Le JDD. Vous racontez dans votre livre l’histoire d’un harcèlement à Science Po, alors que vous êtes en deuxième année, par une association militante féministe, le Pôle violet. Comment le cycle de violence commence-t-il ?
Pablo Ladam. Il y a deux éléments déclencheurs. D’abord, durant ma première année, j’étais étiqueté Renaissance et défendais la réforme des retraites – ce qui est assez difficile à faire dans un campus qui vote à 55 % pour Jean-Luc Mélenchon. Ensuite, il y a un deuxième élément déclencheur : un discours que j’ai prononcé lors d’un concours d’éloquence organisé par Sciences Polémiques, l’association d’art oratoire de Sciences Po. C’est un discours qui se voulait féministe au sens où j’essayais de dénoncer des mécanismes prédateurs de la part d’une certaine élite masculine, et associais métaphoriquement les femmes et la nature. Mon texte était littéraire, lyrique et relevait évidemment du second degré.
Je savais que de mauvaises interprétations pourraient en être faites, mais je ne pouvais pas prévoir la vague de haine qu’il allait provoquer.

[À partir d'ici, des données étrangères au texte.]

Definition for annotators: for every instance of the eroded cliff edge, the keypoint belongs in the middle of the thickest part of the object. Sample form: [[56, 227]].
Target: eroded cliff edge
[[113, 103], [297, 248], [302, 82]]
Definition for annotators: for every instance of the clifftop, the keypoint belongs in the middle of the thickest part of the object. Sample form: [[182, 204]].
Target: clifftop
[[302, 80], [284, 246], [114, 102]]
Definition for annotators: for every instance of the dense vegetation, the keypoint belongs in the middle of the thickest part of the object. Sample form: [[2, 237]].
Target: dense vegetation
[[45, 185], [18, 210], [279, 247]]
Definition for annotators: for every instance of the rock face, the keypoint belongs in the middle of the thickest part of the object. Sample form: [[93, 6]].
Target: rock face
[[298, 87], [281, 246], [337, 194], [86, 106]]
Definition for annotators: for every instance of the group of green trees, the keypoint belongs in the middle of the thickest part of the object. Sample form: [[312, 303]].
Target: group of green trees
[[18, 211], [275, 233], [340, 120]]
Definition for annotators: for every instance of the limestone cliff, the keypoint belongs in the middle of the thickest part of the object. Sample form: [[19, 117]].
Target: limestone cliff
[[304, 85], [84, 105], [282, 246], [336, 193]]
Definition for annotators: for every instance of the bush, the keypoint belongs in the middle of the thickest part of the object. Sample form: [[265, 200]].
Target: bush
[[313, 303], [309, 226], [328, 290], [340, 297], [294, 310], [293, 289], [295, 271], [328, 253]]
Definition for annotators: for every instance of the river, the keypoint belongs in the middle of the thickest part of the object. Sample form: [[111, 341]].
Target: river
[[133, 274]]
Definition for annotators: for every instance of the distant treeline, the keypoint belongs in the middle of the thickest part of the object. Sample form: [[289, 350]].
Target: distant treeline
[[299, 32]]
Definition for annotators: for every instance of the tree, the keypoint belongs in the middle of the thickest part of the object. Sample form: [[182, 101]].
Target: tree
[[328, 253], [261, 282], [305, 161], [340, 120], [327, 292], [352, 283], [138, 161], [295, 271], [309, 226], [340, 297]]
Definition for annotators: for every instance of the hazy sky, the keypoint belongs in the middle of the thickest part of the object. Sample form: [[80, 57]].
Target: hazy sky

Je suis intimement persuadé que si le même discours avait été prononcé par une militante féministe, on aurait dit : « C’est magnifique, c’est tellement féministe. » Mais comme il a été prononcé par un homme blanc, hétérosexuel, cisgenre et étranger à l’idéologie woke, ils ont considéré que c’était du premier degré et que j’étais vraiment cet antihéros machiste dans la peau duquel je m’étais glissé pour ce concours.
Quelles ont été les conséquences de ce discours ?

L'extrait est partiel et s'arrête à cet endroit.